Chanceler iraniano responde à afirmação de Trump de que Irã atacou sua própria escola

O presidente americano afirmou que o ataque à escola para meninas, no qual morreram cerca de 180 pessoas, foi perpetrado pelo Irã.

O chanceler iraniano, Seyed Abbas Araghchi, respondeu às declarações de Donald Trump de que o Irã era responsável pelo ataque a uma escola para meninas em Minab.

"Bem, é curioso. É a nossa escola. São nossas alunas, nossas meninas, e elas foram atacadas por um caça americano e morreram. Por que o Irã é responsável? Fomos nós que começamos esta guerra? Fomos nós que atacamos nosso próprio povo?", declarou em entrevista à NBC News.

A jornalista que o entrevistava perguntou se ele tinha provas de que o ataque tinha sido perpetrado pelos Estados Unidos, ao que o ministro respondeu: "Se não foram os Estados Unidos, quem foi então? Talvez os israelenses, mas isso é óbvio. Quem mais está nos atacando?".

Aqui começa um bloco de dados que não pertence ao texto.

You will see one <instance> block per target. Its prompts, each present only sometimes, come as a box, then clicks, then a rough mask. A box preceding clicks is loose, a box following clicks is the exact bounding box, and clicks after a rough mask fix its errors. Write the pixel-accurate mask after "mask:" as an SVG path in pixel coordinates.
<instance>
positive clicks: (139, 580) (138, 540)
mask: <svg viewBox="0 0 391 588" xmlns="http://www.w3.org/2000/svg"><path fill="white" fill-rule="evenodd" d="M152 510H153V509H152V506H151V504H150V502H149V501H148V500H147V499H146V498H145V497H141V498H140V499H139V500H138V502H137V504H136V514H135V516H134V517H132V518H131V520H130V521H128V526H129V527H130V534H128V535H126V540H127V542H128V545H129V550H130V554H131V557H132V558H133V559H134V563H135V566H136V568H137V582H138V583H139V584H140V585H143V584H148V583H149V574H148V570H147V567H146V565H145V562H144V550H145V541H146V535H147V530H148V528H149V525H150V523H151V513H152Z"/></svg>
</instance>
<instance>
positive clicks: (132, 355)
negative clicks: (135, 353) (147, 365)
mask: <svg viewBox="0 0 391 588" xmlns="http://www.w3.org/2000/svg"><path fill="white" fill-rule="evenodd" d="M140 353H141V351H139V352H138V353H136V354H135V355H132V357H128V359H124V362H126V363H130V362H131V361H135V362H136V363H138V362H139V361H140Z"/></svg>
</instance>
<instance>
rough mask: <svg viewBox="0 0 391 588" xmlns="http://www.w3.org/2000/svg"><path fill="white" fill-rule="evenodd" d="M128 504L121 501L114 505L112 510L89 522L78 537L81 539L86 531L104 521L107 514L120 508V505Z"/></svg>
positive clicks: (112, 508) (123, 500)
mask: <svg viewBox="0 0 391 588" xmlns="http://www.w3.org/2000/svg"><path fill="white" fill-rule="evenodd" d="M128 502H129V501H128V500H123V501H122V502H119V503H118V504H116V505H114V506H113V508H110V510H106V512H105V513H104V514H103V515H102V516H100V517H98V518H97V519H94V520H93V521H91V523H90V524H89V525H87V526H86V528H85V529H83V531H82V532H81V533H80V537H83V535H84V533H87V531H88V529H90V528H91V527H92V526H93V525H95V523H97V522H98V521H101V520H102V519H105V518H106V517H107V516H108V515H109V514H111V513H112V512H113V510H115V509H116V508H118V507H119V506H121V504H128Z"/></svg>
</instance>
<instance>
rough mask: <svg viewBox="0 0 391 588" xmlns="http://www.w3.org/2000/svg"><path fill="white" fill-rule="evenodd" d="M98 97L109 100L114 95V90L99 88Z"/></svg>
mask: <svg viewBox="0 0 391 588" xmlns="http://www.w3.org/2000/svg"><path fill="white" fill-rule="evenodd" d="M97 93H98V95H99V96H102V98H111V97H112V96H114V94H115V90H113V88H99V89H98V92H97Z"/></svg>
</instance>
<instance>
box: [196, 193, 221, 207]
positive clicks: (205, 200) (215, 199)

Até o momento, o número de mortos após o ataque à escola primária para meninas em Minab, perpetrado no primeiro dia da agressão, chega a aproximadamente 180.

O culpado pelo ataque

Trump declarou no sábado (7) que a ofensiva foi perpetrada por Teerã porque não tem "nenhuma precisão" na hora de atacar.

"Acreditamos que foi o Irã", afirmou. "Porque, como sabem, eles são muito imprecisos com suas munições", assegurou. "Eles não têm nenhuma precisão. Foi feito pelo Irã", repetiu Trump.

Embora inicialmente o ataque tenha sido atribuído a Israel, a mídia internacional, com base em imagens de satélite e vídeos verificados, apontou que o bombardeio contra a escola ocorreu simultaneamente aos ataques contra uma base naval do Corpo da Guarda Revolucionária Islâmica (CGRI) na área, o que deslocou o foco das suspeitas para os Estados Unidos. As autoridades americanas indicaram que o incidente continua sob investigação.

Anteriormente, Araghchi compartilhou uma imagem em que se observam os túmulos das vítimas do ataque. Posteriormente, as famílias e a comunidade se reuniram para prestar homenagem aos falecidos em uma procissão fúnebre multitudinária, onde também se despediram dos professores e pais que perderam a vida junto com os estudantes.